It’s nonsense that the Duluth Heights Community Center is “beyond its life cycle," as city of Duluth Property and Facilities Manager Erik Birkeland said in a Jan. 4 News Tribune story (“To raze or repair”). Site work is complete. Footings and the foundation are solid. You have a structure that needs updating, including a new roof. Hire an architect to prepare drawings and update the building for the next 60 years.

Birkeland also said, "The building’s worn out. It's not worth investing in, and it needs to come down eventually." Perhaps the city needs a fresh set of eyes and a new plan. Building a new, affordable, community-type building isn’t an option. How do you even define "affordable?" New construction isn’t “affordable.” Is money for a new building sitting in an account somewhere in City Hall?

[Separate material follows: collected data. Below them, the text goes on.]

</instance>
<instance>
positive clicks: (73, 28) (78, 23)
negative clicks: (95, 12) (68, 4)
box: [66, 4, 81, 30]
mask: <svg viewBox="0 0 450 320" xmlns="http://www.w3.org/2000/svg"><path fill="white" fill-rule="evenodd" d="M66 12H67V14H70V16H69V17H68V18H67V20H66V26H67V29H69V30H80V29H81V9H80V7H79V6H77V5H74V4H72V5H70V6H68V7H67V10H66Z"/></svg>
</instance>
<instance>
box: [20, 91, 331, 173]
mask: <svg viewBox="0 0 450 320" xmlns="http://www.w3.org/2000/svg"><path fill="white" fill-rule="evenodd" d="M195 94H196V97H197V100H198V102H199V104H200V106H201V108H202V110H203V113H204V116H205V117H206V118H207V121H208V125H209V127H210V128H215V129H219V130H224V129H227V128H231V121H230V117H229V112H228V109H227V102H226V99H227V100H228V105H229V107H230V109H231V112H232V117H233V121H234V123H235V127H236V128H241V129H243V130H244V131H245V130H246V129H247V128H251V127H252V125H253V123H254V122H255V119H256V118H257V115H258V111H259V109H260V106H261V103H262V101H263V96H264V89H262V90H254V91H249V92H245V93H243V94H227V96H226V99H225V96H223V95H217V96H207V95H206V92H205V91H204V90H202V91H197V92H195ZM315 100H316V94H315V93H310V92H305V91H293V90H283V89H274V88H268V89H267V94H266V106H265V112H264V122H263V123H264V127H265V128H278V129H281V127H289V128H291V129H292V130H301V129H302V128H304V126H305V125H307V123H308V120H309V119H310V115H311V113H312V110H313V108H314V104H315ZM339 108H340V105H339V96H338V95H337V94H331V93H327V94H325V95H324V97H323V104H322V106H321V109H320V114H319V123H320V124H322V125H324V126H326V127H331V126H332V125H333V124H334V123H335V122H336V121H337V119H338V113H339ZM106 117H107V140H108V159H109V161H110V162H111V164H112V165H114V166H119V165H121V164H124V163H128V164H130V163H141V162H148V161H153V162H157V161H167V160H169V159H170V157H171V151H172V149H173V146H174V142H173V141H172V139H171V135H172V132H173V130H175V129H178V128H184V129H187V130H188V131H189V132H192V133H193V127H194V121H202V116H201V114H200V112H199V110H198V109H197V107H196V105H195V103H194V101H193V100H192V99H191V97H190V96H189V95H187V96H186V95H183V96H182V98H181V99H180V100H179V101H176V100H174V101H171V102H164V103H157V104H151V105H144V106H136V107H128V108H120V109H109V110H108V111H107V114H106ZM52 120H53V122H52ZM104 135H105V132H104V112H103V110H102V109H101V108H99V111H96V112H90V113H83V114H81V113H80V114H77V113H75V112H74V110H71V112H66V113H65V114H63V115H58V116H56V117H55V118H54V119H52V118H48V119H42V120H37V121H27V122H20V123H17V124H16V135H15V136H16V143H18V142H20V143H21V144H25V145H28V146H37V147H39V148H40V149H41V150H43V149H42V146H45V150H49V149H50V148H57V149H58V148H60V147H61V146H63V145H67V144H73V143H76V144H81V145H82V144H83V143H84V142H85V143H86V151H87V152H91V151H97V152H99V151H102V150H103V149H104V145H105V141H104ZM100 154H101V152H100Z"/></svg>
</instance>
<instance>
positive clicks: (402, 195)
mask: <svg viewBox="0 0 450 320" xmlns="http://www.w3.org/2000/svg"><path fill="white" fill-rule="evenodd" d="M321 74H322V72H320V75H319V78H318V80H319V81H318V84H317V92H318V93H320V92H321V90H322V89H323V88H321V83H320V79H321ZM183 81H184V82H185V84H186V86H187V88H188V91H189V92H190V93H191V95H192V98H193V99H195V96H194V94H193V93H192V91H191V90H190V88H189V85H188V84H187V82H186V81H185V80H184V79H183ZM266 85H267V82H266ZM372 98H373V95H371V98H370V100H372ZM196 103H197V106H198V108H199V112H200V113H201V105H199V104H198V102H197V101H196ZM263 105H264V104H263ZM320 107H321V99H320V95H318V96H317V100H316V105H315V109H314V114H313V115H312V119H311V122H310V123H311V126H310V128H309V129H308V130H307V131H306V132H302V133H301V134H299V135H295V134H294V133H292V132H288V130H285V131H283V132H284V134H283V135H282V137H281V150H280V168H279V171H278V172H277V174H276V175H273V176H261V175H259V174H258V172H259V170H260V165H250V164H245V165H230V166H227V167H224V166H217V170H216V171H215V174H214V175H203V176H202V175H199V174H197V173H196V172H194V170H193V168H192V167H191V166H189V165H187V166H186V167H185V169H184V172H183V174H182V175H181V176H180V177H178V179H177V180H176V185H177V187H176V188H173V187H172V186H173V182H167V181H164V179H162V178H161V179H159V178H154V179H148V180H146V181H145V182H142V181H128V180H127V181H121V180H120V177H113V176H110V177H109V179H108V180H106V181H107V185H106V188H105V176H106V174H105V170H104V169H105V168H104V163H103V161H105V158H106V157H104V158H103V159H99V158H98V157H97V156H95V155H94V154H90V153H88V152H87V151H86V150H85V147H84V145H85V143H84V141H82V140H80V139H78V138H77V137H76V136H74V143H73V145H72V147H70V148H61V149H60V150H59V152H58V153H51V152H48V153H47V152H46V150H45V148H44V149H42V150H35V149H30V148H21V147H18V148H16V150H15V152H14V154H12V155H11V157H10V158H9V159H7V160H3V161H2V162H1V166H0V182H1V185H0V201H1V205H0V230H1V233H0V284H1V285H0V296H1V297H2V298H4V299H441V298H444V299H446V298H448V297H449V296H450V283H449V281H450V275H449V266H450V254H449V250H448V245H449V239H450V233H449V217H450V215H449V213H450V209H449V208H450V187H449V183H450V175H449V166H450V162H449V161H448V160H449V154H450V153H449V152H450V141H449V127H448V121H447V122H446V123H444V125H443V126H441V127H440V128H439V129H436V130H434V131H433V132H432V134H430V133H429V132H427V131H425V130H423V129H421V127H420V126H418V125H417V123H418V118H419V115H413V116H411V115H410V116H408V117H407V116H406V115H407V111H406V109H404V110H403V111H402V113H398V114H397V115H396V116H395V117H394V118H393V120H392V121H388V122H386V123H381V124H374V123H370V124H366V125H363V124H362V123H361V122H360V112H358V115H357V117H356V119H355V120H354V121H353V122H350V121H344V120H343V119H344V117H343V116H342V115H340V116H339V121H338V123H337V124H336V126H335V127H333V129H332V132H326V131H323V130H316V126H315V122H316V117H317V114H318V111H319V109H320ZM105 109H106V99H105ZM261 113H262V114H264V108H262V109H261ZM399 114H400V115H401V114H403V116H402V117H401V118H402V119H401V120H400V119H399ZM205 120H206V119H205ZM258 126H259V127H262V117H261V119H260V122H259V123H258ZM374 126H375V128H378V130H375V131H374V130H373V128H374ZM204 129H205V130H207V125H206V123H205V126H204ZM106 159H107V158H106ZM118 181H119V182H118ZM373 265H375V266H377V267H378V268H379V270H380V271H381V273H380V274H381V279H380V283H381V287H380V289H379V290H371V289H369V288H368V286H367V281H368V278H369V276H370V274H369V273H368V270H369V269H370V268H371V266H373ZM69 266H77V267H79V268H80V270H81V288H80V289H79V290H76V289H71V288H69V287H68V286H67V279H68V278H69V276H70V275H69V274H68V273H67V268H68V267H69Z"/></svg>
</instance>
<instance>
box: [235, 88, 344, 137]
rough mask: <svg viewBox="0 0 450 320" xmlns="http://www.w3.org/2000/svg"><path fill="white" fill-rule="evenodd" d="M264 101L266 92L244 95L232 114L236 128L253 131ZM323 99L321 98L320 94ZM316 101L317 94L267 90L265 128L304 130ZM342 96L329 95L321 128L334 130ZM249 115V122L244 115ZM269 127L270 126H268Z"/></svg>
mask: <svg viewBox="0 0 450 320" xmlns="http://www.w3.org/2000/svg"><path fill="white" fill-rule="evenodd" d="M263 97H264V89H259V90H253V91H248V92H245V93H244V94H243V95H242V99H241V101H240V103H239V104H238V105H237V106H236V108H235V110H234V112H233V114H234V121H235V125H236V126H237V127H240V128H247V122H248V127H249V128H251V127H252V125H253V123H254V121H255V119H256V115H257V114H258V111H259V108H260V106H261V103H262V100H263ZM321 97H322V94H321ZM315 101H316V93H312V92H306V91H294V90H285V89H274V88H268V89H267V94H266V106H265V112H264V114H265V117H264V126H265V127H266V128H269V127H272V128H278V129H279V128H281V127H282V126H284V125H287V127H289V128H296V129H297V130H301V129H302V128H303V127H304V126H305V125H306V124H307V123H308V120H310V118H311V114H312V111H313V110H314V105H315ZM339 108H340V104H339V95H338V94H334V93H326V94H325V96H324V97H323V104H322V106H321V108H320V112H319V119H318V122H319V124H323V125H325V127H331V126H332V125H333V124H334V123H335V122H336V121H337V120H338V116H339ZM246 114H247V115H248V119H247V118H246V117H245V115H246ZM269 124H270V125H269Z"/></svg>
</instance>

The Duluth Heights Community Center hasn’t been adequately maintained for 60 years, according to the story. Whose fault is that? Build a new building, and the same thing will occur. It also won’t be adequately maintained. Government entities are famous for not maintaining buildings. Some things never change.

This building needs a new roof. So tear it down and build new? Duluth taxpayers better take second looks at their own houses before installing new roofs. For any house built before 1960, it might make sense to tear it down and build new?

I just completed an $80,000 roof replacement on a 60-year-old industrial building. It would have made no sense to demolish and build new. It wasn’t even a consideration. With a new roof and some updates, my building will be operable for decades to come.

I hope Duluth Heights is able to steer the ship in the proper direction so its existing community building can continue to serve.